CDU-Kreise erwarten, dass Hamburgs Regierungschef Ole von Beust am Sonntag zurücktreten wird . Bekanntmachen wolle der Bürgermeister dies angeblich am Sonntagnachmittag bei einer Sitzung des CDU-Landesvorstandes. Die Sitzung ist wenige Stunden vor Bekanntwerden der Ergebnisse eines Volksentscheids angesetzt, mit dem eine Bürgerinitiative eine umstrittene Bildungsreform in der Hansestadt kippen will. Beust hatte sich für diese Reform eingesetzt, die mit dem Koalitionspartner GAL vereinbart worden war.

Genaue Gründe wurden nicht bekannt. Aus der CDU-Zentrale hieß es nur, die Sitzung stehe im Zusammenhang mit dem Volksentscheid zur Schulreform.

Mehrere Medien hatten bereits in ihren Samstagsausgaben vom Rücktritt des CDU-Politikers berichtet. Die Gründe seien "privater Natur", hieß es beispielsweise im Hamburger Abendblatt . In den Medien wird seit Monaten darüber spekuliert, dass Beust amtsmüde sei.

Laut Bild -Zeitung soll der Rücktritt zum 25. August erfolgen.
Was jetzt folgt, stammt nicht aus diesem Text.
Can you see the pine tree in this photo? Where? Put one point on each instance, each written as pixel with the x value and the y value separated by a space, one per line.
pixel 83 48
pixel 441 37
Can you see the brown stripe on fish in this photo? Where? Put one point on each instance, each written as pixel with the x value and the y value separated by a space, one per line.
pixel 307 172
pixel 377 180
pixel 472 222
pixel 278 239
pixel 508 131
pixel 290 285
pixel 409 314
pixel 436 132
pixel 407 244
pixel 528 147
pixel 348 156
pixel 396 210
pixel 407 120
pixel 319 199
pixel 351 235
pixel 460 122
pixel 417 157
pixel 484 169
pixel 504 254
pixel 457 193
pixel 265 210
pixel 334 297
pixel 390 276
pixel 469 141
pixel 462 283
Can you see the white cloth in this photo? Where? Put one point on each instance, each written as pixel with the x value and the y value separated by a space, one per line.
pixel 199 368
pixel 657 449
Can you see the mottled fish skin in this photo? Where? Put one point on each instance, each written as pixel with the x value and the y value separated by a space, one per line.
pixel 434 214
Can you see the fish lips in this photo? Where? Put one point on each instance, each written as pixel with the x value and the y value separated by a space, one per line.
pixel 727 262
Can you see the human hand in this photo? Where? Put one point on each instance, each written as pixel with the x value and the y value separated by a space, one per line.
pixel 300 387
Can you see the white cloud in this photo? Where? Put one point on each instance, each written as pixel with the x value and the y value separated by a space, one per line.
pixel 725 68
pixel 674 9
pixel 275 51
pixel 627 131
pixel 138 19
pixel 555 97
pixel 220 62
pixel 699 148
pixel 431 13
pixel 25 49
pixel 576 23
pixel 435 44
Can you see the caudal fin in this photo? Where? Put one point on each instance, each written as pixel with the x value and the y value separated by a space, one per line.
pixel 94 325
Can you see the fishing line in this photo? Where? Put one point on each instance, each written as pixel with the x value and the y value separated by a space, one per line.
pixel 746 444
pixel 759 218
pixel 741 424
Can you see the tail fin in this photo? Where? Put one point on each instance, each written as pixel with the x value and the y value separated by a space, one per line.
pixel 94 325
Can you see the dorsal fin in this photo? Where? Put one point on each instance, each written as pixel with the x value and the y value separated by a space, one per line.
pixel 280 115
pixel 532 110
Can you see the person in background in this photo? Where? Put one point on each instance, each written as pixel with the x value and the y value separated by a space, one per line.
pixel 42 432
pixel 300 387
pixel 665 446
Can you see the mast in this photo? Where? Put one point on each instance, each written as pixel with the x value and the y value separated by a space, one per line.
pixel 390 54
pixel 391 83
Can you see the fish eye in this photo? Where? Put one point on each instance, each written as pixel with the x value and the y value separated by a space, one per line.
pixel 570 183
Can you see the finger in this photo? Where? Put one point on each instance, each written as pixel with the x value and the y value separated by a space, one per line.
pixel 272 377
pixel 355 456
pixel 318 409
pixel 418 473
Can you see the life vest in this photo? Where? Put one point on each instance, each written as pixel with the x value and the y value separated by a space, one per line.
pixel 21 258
Den Medienberichten zufolge gilt Hamburgs Innensenator Christoph Ahlhaus (40) als möglicher Nachfolger.

Für die CDU wäre von Beust der sechste Ministerpräsident, der innerhalb eines Jahres sein Amt aufgibt. Mit Ole von Beust würde Kanzlerin Angela Merkel eine wichtige Bastion im Norden verlieren.

Vor Beust musste die CDU-Chefin bereits auf Thüringens Landeschef Dieter Althaus verzichten, der im September des Vorjahres zurücktrat. Danach verlor sie Günther Oettinger (Baden- Württemberg), Hessens Roland Koch, Christian Wulff (Niedersachsen) und den vor wenigen Tagen in Düsseldorf abgewählten Jürgen Rüttgers.

Beust regiert seit neun Jahren an der Alster. Der liberale CDU-Mann war in seiner Heimat überaus populär, sorgte Ende 2003 mit dem Hinauswurf seines damaligen Innensenators Ronald Schill, der ihn unter anderem wegen seiner Homosexualität erpressen wollte, für Schlagzeilen. In den vergangenen Jahren wurde die Regierung Beust zunehmend von Problemen verfolgt, unter anderem wegen der explodierenden Kosten für die Elbphilharmonie und wegen zunehmender Gewalttaten in Hamburg.